Sloane then produced an abridged, 800-page document chronicling some of the prior incidents. Among them: the 1987 episode in which Hamm told her husband not to turn on the kitchen-sink garbage disposal because a fork was lodged in it, but he did anyway, breaking the garbage disposal; the week in early 1991 when she told him five days in a row to pick up their dry cleaning, and he didn't; and the much-discussed May 1993 dinner party thrown by the Engelbreits, at which he ignored 27 attempts by Hamm to contribute to a political discussion.
"It is clear that this is someone who does not hold Diane Hamm's words in the same regard he does those of other people," Sloane said.
According to noted New York-based gender activist Lisa Kopani, Hamm's case is far from uncommon.

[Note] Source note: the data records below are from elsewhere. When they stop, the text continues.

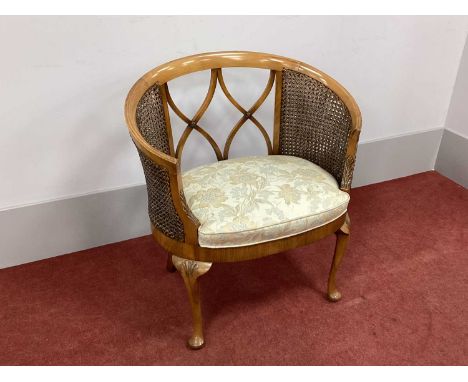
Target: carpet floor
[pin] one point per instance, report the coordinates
(404, 281)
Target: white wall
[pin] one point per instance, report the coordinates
(457, 118)
(64, 81)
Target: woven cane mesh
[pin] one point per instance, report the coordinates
(315, 123)
(151, 122)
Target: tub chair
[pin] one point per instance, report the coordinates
(245, 208)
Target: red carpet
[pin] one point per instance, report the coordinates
(404, 280)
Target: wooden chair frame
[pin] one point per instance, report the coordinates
(187, 256)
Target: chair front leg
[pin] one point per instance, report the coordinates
(342, 237)
(190, 271)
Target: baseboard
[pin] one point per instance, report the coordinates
(50, 229)
(452, 160)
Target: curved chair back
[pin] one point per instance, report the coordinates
(315, 118)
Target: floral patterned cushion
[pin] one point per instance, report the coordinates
(251, 200)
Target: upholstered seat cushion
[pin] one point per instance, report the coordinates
(251, 200)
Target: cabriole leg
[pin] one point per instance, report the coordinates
(190, 271)
(342, 237)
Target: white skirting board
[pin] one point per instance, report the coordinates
(54, 228)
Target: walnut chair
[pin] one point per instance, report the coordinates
(246, 208)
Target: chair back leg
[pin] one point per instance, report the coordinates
(342, 237)
(190, 270)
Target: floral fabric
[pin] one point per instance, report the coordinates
(251, 200)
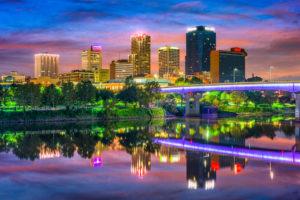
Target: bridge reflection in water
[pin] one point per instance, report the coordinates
(289, 157)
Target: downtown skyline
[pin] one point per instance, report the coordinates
(268, 30)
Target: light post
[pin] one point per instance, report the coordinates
(270, 73)
(234, 71)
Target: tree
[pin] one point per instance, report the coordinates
(2, 96)
(51, 96)
(182, 82)
(28, 95)
(68, 94)
(104, 95)
(254, 79)
(195, 80)
(85, 92)
(129, 94)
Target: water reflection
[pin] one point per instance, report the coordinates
(205, 147)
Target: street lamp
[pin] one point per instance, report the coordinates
(234, 71)
(270, 73)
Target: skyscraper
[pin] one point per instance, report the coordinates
(168, 60)
(140, 54)
(46, 65)
(228, 66)
(200, 41)
(121, 69)
(91, 59)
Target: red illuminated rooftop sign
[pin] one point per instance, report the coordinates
(96, 48)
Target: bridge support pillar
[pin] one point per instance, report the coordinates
(192, 105)
(297, 109)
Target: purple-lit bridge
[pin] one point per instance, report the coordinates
(194, 92)
(265, 155)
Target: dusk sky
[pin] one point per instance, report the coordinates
(269, 30)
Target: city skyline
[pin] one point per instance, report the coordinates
(267, 30)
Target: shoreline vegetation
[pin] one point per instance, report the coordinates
(31, 116)
(69, 102)
(83, 102)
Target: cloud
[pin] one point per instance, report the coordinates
(190, 6)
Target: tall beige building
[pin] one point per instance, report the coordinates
(121, 69)
(168, 60)
(140, 55)
(91, 59)
(46, 65)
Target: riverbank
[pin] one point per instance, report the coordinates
(33, 116)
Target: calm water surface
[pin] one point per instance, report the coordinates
(170, 159)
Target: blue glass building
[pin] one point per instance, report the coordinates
(200, 41)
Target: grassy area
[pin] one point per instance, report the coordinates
(82, 113)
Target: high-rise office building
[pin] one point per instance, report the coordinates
(91, 59)
(101, 75)
(121, 69)
(228, 66)
(200, 40)
(46, 65)
(140, 55)
(168, 60)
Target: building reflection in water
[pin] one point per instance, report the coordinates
(201, 167)
(46, 152)
(140, 162)
(168, 154)
(199, 173)
(96, 160)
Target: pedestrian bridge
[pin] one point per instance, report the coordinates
(293, 87)
(290, 157)
(193, 93)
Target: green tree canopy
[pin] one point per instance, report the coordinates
(129, 94)
(51, 96)
(104, 95)
(28, 95)
(69, 94)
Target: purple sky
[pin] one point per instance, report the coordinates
(269, 30)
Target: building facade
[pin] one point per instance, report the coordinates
(101, 75)
(200, 40)
(140, 55)
(76, 76)
(91, 59)
(13, 77)
(228, 66)
(121, 69)
(46, 65)
(168, 61)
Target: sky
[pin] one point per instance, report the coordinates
(268, 29)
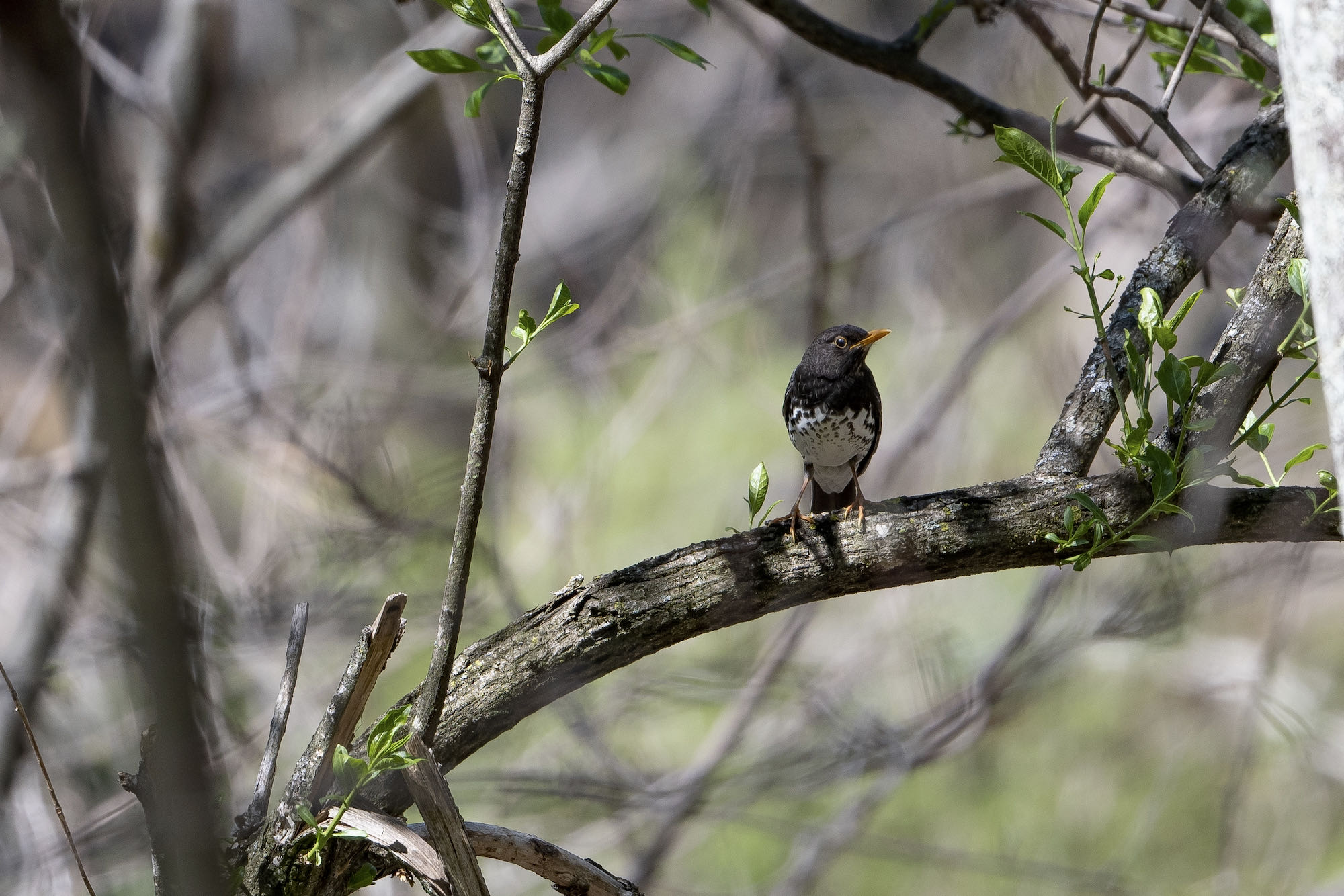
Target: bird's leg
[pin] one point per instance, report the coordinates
(858, 500)
(795, 515)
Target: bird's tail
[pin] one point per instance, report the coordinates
(829, 502)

"Each day in this country, millions of women go unlistened-to, despite their earnest efforts to make themselves heard," said Kopani, a member of the controversial performance-art group Metric Labia. "Unfortunately, you never hear about them in the media because their cases aren't as glamorous and sensationalized as this one."
"I have just about had it up to here," Hamm told reporters. "Gary can remember the plot of every episode of Coach, but my mother's birthday is beyond him? And I don't even want to talk about Jeffy and Craig. Don't even get me started on those kids. Talk about never listening to a word I say!"
The remainder of Hamm's comments are not known, as reporters stopped paying attention to her and just sort of aimlessly wandered off.